Удивился я, когда узнал биографию Грина, узнал его неслыханно тяжкую жизнь отщепенца и неприкаянного бродяги. Было непонятно, как этот замкнутый и избитый невзгодами человек пронес через мучительное существование великий дар мощного и чистого воображения, веру в человека и застенчивую улыбку. Недаром он написал о себе, что "всегда видел облачный пейзаж над дрянью и мусором невысоких построек".

Он с полным правом мог бы сказать о себе словами французского писателя Жюля Ренара: "Моя родина - там, где проплывают самые прекрасные облака".
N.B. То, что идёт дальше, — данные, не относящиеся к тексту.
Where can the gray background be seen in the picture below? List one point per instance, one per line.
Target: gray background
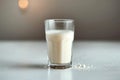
(94, 19)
Если бы Грин умер, оставив нам только одну свою поэму в прозе "Алые паруса", то и этого было бы довольно, чтобы поставить его в ряды замечательных писателей, тревожащих человеческое сердце призывом к совершенству.

Грин писал почти все свои вещи в оправдание мечты. Мы должны быть благодарны ему за это. Мы знаем, что будущее, к которому мы стремимся, родилось из непобедимого человеческого свойства - умения мечтать и любить.

ЭДУАРД БАГРИЦКИЙ

Можно заранее предупредить биографов Эдуарда Багрицкого, что им придется хлебнуть много горя, или, как говорят, "узнать, почем фунт лиха", потому что биографию Багрицкого установить трудно.

Багрицкий столько рассказывал о себе удивительных небылиц, они в конце концов так крепко срослись с его жизнью, что порой невозможно распознать, где истина, а где легенда. Невозможно восстановить правду, "одну только правду и ничего, кроме правды".

К тому же я не уверен в том, стоит ли вообще заниматься этим неблагодарным трудом. Выдумки Багрицкого были характерной частью его биографии. Он сам искренне верил в них.

Без них нельзя себе представить этого поэта с серыми смеющимися глазами и задыхающимся, но певучим голосом.

На побережье Эгейского моря живет живописное племя "леватийцев" - веселых и деятельных людей. Это племя объединяет представителей разных народ- греков и турок, арабов и евреев, сирийцев и итальянцев.

У нас в Советском Союзе есть свои "левантинцы". Это "черноморцы" - тоже люди разных народов, но одинаково жизнерадостные, насмешливые, смелые и

-влюбленные без памяти в свое Черное море, в сухое солнце, портовую жизнь, в "Одессу-маму", в абрикосы и кавуны, в пестрое кипение береговой жизни.

К этому племени принадлежал Эдуард Багрицкий.

Он напоминал то ленивого матроса с херсонского дубка, то одесского "пацана"-птицелова, то забубенного бойца из отряда Котовского, то Тиля Уленшпигеля.

Из этих как будто несовместимых черт, если прибавить к ним самозабвенную любовь к поэзии и огромную поэтическую эрудицию, слагался цельный и обаятельный характер этого человека.

Впервые я встретился с Багрицким на волноломе в Одесском порту. Он только что написал "Поэму об арбузе" - удивительную по сочности ощущений и слов, как бы забрызганную штормовой черноморской волной.